A près de 1500 de kilomètres de Belgrade, la prison de Scheveningen, aux Pays Bas, n’est pas une prison comme les autres. Derrière ses barreaux se cachent exclusivement des hommes politiques longtemps traqués par la communauté internationale. Parmi ceux-ci, on retrouve les criminels de guerre responsables des purifications ethniques de la fin du siècle dans les Balkans.

Si certains ont déjà été jugés pour crimes de guerre ou crimes contre l’humanité, d’autres attendent à Scheveningen leur procès par le Tribunal Pénal International de l’Ex-Yougoslavie (TPIY). Paradoxalement, ces hommes qui se sont entre-déchirés pendant près de dix ans semblent se côtoyer en bonne intelligence. Parties de football, jeux de société, ou discussions politiques sont monnaie courante. Des conditions de vie jugées parfois trop convenables en comparaison des séquelles psychologiques et morales que ces hommes ont laissées dans les Balkans.
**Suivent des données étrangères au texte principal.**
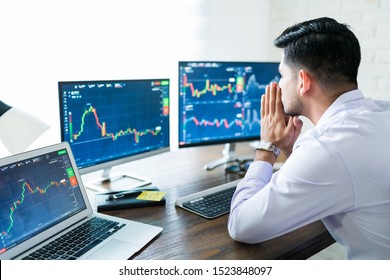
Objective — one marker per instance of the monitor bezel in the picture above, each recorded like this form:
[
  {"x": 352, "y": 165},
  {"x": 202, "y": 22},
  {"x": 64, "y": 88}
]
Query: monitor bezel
[
  {"x": 218, "y": 141},
  {"x": 110, "y": 163}
]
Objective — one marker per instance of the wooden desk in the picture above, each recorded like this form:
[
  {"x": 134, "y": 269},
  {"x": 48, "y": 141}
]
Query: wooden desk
[{"x": 189, "y": 236}]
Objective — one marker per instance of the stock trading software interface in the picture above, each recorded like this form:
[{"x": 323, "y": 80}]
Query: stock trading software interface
[{"x": 219, "y": 102}]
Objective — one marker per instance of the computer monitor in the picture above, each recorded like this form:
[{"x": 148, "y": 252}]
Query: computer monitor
[
  {"x": 111, "y": 122},
  {"x": 219, "y": 102}
]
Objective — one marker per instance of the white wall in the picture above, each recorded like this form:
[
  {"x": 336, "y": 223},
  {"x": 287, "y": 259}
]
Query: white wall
[
  {"x": 370, "y": 21},
  {"x": 46, "y": 41}
]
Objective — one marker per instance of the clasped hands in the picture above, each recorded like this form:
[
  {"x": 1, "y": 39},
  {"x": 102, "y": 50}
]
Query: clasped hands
[{"x": 277, "y": 127}]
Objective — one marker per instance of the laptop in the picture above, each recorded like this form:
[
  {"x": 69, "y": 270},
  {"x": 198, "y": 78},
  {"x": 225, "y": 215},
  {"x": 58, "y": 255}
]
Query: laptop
[{"x": 44, "y": 204}]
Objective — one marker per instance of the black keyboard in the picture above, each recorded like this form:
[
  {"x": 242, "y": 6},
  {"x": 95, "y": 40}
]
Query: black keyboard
[
  {"x": 78, "y": 241},
  {"x": 212, "y": 205}
]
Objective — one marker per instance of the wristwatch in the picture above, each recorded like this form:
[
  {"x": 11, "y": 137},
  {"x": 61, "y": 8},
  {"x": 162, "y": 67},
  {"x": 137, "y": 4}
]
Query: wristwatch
[{"x": 269, "y": 147}]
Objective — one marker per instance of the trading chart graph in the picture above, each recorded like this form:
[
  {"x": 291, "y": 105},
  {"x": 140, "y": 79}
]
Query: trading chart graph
[
  {"x": 106, "y": 120},
  {"x": 220, "y": 101},
  {"x": 32, "y": 200}
]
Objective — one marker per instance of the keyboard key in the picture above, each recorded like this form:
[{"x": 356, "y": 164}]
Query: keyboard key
[{"x": 212, "y": 205}]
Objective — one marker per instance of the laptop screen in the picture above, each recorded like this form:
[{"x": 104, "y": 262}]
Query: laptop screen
[{"x": 37, "y": 193}]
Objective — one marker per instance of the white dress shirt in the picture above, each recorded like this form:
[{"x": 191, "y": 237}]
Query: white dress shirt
[{"x": 339, "y": 172}]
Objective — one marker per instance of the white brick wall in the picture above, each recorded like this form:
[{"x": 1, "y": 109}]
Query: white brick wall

De Slobodan Milosevic à Ante Gotovina, de grandes figures de la barbarie ont fait de cette prison un microcosme de l’élite criminelle d’ex-Yougoslavie.

Travail de mémoire des victimes

La prison de Scheveningen, par le symbole de violence qu’elle représente, est devenue le lieu d’une justice enfin faite pour les familles des victimes. Ces dernières occupent d’ailleurs un rôle-clef au sein du TPIY en apportant témoignages précieux et pièces à conviction. Le 14 mai prochain, à l’occasion du procès de Mladic, pas moins de 400 témoins défileront à la barre pour mettre des mots et des noms sur le génocide de Srebrenica. Pour les victimes, cette volonté de rendre justice participe d’un travail de mémoire éprouvant mais nécessaire.

Une mini-Yougoslavie

Le climat de la prison restait tout de même peu connu jusqu’à octobre 2011, date à laquelle le journaliste bosnien Damir Sagolj s’est immergé dans le quotidien des détenus. Il a alors découvert une Yougoslavie en miniature, où les tensions avaient disparues, mais où la violence était toujours de mise, notamment pour faire pression sur les institutions. En témoigne la prise en otage en 2006 de la porte-parole de la procureure, Florence Hartmann. Vojislav Seselj à l’origine de ce coup de force voulait dialoguer avec Kofi Annan, alors Secrétaire général de l’ONU.

La prison de Scheveningen illustre bien cette transition qui est en marche dans les Balkans : celle d’affronter un passé douloureux pour aller, enfin, de l’avant.